Toronto ON November 24th 2019
The TSO performed a program of all modern American music yesterday evening. Leonard Slatkin, former conductor of the St. Louis Symphony, who has appeared with many major orchestras, took the baton and led the orchestra expertly.
First on the program was Double Play for Orchestra, a work by Texas composer Cindy McTee. The first part was modelled on Charles Ives’s transcendental work The Unanswered Question. McTee’s piece, wittily called The Unquestioned Answer, is structured similarly to that of Ives, with the soft strings in the background representing the elements of nature that were here long before man, then two opposing instrumental groups, one representing the question (or answer) and the other resisting it. The second part of her work, Tempus fugit, is rhythmically complex, and features counter-rhythms in various percussion instruments. The orchestra performed the work to good effect.
Next was Barber’s Piano Concerto, written in 1962 for the inauguration of the Lincoln Centre. The outer (fast) movements treat the solo piano (dextrously performed by Jon Kimura Parker, very well known to Toronto audiences) as a percussion instrument. The slow movement, which originated earlier, is more expressive, and the orchestra did it justice. Parker pleased the crowd by playing Elton John’s song Benny and the Jets as an encore.
Guest Conductor Leonard Slatkin and Pianist Jon Kimura Parker
Photo credit: Jag Gundu
Guest Conductor Leonard Slatkin, Pianist Jon Kimura Parker and TSO
Photo Credit: Jag Gundu
After intermission the orchestra played Bernstein’s jovial Overture to Candide, written in 1956 alongside Westside Story. Throughout the evening conductor and orchestra were rhythmically precise.

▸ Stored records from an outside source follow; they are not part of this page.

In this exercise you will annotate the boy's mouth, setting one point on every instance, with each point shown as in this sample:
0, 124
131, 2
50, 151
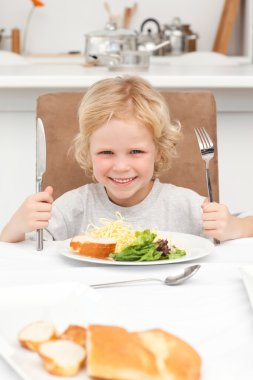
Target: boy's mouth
123, 180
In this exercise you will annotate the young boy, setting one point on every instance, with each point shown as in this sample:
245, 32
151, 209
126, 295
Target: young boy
126, 139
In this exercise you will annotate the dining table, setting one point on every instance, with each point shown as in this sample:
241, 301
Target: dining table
211, 311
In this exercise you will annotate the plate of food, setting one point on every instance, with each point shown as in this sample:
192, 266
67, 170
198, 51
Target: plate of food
117, 243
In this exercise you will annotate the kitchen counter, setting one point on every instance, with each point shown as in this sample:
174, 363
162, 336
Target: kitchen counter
162, 74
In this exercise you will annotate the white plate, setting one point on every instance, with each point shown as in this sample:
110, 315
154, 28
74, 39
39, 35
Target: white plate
195, 246
247, 276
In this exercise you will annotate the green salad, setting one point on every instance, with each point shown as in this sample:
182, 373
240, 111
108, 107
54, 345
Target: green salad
148, 247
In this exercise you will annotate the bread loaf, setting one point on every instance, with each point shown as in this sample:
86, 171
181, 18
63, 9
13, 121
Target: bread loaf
62, 357
76, 334
32, 335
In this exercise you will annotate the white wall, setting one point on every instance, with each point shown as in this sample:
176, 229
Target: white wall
59, 26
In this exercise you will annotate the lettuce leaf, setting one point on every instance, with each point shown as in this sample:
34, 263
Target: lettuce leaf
145, 248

John Corigliano is probably best known as the composer of the score of the film The Red Violin. His Elegy (1965) was featured next. Corigliano developed the work from music he had written for an off-Broadway play on Helen of Troy. The music is languidly expressive, harmonically in the mainstream of American music, not unlike much of the music of Barber in its careful use of dissonance to colour the discourse. Beautiful solos played by oboist Sarah Jeffrey stood out against the backdrop of strings.
The final work on the program was the renowned tone poem An American in Paris, written in 1928. Gershwin’s original score for two pianos remains unpublished; the published orchestral version was arranged by F. Campbell-Watson. Here the musicians were at their finest, Slatkin keeping a gentle flow to the music, and the orchestra playing the melodies according to the idiom. Special mention must be made of Steven Woomert, trumpet, whose forthright playing conveyed the relaxed, lyrical sounds to a T, and Jonathan Crow, the invaluable concert master, whose solo playing rounded out the performance beautifully. In another year of guest conductors, it is Crow who holds the orchestra together, and makes fine music out of the occasions on which guest conductors fly in for short rehearsals.
All in all it was an enjoyable evening, a banquet of modern American compositions.
TSO will present All Tchaikovsky at 3pm on November 27th, 28th, 30th and at 3pm on December 1st at Roy Thomson Hall.